L’ouvrage en question a pour titre Bibliomanies (in-8, 224 pages) et constitue un recueil de grands textes autour de la Bibliomanie. On retrouve ainsi 12 textes, qui couvrent 19 siècles, de Sénèque à Cim. Certains sont des références, ainsi De la Bibliomanie de Bollioud-Mermet, ou le Bibliomane de Nodier, d’autres sont moins connus, comme la nouvelle de Flaubert intitulée Bibliomanie ou le texte de Newill, Un Antoine Schouten.
Voici les 12 textes proposés:
Sénèque: de la tranquillité de l’âmeLucien de Samosate: contre un ignorant bibliomanePétrarque: de l’abondance des livresLa Bruyère: de la modeLouis Bollioud-Mermet: de la bibliomanieD’Alembert: article « Bibliomanie » de l’EncyclopédieCharles Nodier: le BibliomanePaul Lacroix: les BibliomanesCharles Asselineau: l’enfer du bibliophileGustave Flaubert: bibliomanieCharles Newill: un Antoine SchoutenAlbert Cim: bibliomanes et bibliolâtres
J’ai tout lu en quelques heures, et si la tentation est grande d’entrer dans les détails, je préfère vous laisser découvrir ces textes, essais ou nouvelles.
La lecture est très agréable, puisqu’il s’agît pour chacun de nous de s’interroger au fil des pages sur sa propre condition de bibliophile et de bibliomane (pour moi, les deux sont indissociables), la mise en abyme est parfois vertigineuse, parfois simplement on esquisse un sourire en se retrouvant ça ou là.

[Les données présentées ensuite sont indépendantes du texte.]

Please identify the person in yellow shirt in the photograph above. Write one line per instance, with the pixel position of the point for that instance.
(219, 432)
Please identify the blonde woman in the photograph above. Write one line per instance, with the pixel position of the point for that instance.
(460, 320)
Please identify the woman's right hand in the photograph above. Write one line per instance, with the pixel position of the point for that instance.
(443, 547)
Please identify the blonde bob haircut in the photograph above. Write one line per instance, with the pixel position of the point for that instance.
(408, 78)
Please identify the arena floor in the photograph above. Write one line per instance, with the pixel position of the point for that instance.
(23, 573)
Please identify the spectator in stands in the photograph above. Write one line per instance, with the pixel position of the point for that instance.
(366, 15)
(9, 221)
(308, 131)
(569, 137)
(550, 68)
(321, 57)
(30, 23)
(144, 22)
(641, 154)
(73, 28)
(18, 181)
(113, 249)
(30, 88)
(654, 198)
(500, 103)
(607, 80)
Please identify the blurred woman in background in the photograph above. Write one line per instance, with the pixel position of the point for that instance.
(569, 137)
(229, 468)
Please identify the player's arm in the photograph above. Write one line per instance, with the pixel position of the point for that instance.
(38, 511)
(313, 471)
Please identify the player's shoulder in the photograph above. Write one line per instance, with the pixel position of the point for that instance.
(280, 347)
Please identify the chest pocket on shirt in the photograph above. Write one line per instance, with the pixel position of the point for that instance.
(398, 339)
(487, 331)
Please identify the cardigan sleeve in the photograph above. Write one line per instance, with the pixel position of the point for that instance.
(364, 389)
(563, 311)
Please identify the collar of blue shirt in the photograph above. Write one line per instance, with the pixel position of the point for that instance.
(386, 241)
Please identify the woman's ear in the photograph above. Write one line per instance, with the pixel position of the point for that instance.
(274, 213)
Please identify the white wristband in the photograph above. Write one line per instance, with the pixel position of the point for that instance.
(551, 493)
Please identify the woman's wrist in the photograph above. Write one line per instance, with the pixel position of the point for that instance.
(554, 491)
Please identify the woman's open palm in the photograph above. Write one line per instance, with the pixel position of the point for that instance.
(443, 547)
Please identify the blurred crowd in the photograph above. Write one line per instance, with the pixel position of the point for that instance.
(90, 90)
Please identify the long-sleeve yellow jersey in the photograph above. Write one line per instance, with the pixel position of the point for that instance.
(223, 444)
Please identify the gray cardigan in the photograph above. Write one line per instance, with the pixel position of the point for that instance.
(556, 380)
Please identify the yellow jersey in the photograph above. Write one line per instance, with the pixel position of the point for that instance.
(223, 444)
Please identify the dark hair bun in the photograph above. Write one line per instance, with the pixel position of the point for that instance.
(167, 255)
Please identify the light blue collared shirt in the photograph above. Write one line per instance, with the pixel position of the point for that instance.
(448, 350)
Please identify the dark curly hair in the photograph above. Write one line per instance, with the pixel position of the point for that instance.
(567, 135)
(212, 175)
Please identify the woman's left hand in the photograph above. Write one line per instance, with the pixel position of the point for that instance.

Cela nous rappelle que le bibliomane sommeille en chaque bibliophile, sans pour autant être son côté obscur. Je trouve que l’on oppose trop souvent les deux, le terme de bibliomane étant inexorablement utilisé de manière péjorative, quand il atteint des extrêmes pathologiques: on peut être bibliophile et bibliomane (mais à quel degré?), et bibliomane tout en étant bibliophile, c’est comme le poison, ce n’est qu’une question de quantité. Et puis finalement, on est toujours le bibliomane de quelqu’un d’autre, non?… cela reste donc un jugement extérieur, mais qui se fonde sur peu de choses, car qui est capable de connaître un bibliophile, ses ressorts, en profondeur?
Je suis bibliophile, je suis régulièrement bibliomane. A mon grand désarroi, je ne peux hélas l’être autant que je le souhaite… ayant plusieurs petites bouches avides à nourrir que la littérature ne parvient pas encore à sustenter.
Mais revenons à l’ouvrage: le papier est de bonne qualité, l’impression est claire, nette, le texte est doux. Bref c’est une lecture que je vous recommande tout particulièrement.
Pour vous procurer l’ouvrage, édité par le libraire-éditeur IVRES DE LIVRES, vous pouvez vous rendre sur le site http://www.ivres-de-livres.fr/, ou envoyer un email à guinot@ivres-de-livres.fr. Prix: 16 euros.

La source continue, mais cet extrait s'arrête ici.